CHAPTER THIRTEEN
Tim kept the contents of the Sky Hawk’s message to himself. There was no need to alarm Ralph for he felt that it was a personal matter, but it disturbed him more than he cared to acknowledge. On the verge of what should have been his greatest success, the attainment of the goal to which he had been striving, the aviation editorship of the News, had come the mysterious message from the Sky Hawk, and Tim promised himself that he would keep himself fully prepared and alive to every emergency.
Their return to Atkinson brought a round of banquets and series of speeches at civic clubs. By early fall he was back in the pleasant routine, but this time with a desk of his own and the sign, “Aviation Editor,” on a small card.
For days he watched the news, listened to the gossip at the airport but there was no sign of the Sky Hawk—no sign since the day he had looted the wreck of the mail months before in the fastnesses of the Great Smokies. Yet Tim felt that the Sky Hawk was about to strike again and he knew that the next time it would be a battle to the end.
Then the smouldering fires of revolt burst into flame in Mexico. General Enrique Lopez, an officer in the federal army, had broken with the government and had taken the field against the federals. His army, recruited from the ranks of disgruntled federal soldiers, Yaqui Indians and peasants, enjoyed startling success in the first days of the revolution. Then Lopez played his hidden card and bombed Mexico City from the air.
The daring of his feat fanned American interest in the revolt and the front pages of the papers blazed with headlines which told of the progress of the revolt.
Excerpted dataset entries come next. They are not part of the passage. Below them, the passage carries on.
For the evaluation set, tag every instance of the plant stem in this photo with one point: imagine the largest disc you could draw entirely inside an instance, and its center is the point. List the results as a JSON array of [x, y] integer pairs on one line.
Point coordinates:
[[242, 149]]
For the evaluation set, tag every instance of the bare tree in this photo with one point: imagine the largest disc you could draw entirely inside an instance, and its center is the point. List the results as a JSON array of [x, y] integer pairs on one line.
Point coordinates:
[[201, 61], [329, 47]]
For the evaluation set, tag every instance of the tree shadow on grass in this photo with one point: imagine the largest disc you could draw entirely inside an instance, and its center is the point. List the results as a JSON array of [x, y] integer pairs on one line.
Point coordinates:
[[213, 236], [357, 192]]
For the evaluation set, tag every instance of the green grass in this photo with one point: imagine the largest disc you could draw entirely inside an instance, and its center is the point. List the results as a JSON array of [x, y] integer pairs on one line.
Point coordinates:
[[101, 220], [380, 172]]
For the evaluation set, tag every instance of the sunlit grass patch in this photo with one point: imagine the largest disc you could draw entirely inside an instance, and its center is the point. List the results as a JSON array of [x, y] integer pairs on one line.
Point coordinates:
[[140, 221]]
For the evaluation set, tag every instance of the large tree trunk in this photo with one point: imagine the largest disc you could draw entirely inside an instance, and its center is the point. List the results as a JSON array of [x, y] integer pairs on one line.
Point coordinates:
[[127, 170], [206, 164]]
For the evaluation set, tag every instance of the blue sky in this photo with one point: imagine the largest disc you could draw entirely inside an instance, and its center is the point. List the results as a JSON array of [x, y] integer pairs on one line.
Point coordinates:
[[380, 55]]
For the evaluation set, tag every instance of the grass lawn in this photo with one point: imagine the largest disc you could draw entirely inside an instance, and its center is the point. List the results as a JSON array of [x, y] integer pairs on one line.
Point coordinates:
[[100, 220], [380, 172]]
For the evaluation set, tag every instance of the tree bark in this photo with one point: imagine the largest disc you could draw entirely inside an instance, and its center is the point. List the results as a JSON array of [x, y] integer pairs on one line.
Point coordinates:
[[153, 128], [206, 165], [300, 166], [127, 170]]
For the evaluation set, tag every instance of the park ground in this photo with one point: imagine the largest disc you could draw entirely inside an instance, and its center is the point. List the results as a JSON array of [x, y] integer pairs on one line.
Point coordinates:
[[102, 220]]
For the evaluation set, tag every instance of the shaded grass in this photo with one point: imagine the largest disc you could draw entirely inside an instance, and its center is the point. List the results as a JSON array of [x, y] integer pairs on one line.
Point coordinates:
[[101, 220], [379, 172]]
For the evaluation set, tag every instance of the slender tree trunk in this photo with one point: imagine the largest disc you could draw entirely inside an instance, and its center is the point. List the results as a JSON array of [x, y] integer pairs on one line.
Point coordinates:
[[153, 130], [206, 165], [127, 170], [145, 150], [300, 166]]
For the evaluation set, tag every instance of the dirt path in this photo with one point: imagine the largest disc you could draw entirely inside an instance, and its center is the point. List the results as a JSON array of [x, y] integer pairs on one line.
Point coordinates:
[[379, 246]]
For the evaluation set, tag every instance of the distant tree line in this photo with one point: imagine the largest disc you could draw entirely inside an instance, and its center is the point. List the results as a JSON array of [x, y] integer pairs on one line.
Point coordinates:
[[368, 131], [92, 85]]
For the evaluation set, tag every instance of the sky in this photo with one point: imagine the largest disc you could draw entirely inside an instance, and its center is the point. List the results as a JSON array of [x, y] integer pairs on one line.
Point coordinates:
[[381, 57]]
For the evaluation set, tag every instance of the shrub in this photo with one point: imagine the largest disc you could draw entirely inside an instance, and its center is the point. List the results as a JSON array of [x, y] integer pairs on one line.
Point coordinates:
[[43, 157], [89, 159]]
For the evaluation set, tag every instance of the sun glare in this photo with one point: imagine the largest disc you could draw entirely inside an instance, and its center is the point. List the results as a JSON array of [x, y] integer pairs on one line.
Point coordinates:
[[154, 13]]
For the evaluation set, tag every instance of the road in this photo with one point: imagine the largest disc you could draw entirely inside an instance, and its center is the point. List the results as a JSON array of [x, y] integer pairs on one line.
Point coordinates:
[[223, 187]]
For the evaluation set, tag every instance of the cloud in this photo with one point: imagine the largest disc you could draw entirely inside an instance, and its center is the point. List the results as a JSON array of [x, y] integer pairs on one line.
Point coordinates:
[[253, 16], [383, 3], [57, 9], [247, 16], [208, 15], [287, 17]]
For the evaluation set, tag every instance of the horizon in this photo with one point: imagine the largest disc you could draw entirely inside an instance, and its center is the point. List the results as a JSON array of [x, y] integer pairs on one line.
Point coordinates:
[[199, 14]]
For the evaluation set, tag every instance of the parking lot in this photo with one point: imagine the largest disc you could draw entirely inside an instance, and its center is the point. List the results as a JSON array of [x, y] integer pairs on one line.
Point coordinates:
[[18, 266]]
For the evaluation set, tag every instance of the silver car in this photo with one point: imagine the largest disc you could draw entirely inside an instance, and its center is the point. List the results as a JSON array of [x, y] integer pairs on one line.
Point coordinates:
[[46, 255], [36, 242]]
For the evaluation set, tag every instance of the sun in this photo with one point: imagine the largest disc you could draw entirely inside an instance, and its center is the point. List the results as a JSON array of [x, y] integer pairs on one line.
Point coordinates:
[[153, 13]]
Young airmen, attracted by the high salaries offered by both the federal and rebel armies, flocked toward the border, only to be met by the stern, hard flying men of the U.S. army’s border patrol. There they were warned to turn back or take their chances at being shot down in their attempt to fly into Mexico. The majority of them returned but a few of the more daring ran the gauntlet of fire from the border patrol and made their way into Mexico.
A few pictures of the fighting between the troops came straggling up from the border but they were far from satisfactory and so far as could be ascertained, there were no actual photographs of the rebel chieftain. Within a short time American news picture services were offering fabulous prices for pictures of General Lopez but the wily rebel leader evaded every effort of the photographers. The luckless individuals who penetrated through his lines were imprisoned and their plates and cameras smashed.
Tim, who had been watching the course of events below the border, was not greatly surprised when, one morning late in August, Carson called him to his desk.
“Can you be ready to start for Mexico in half an hour?” asked the managing editor.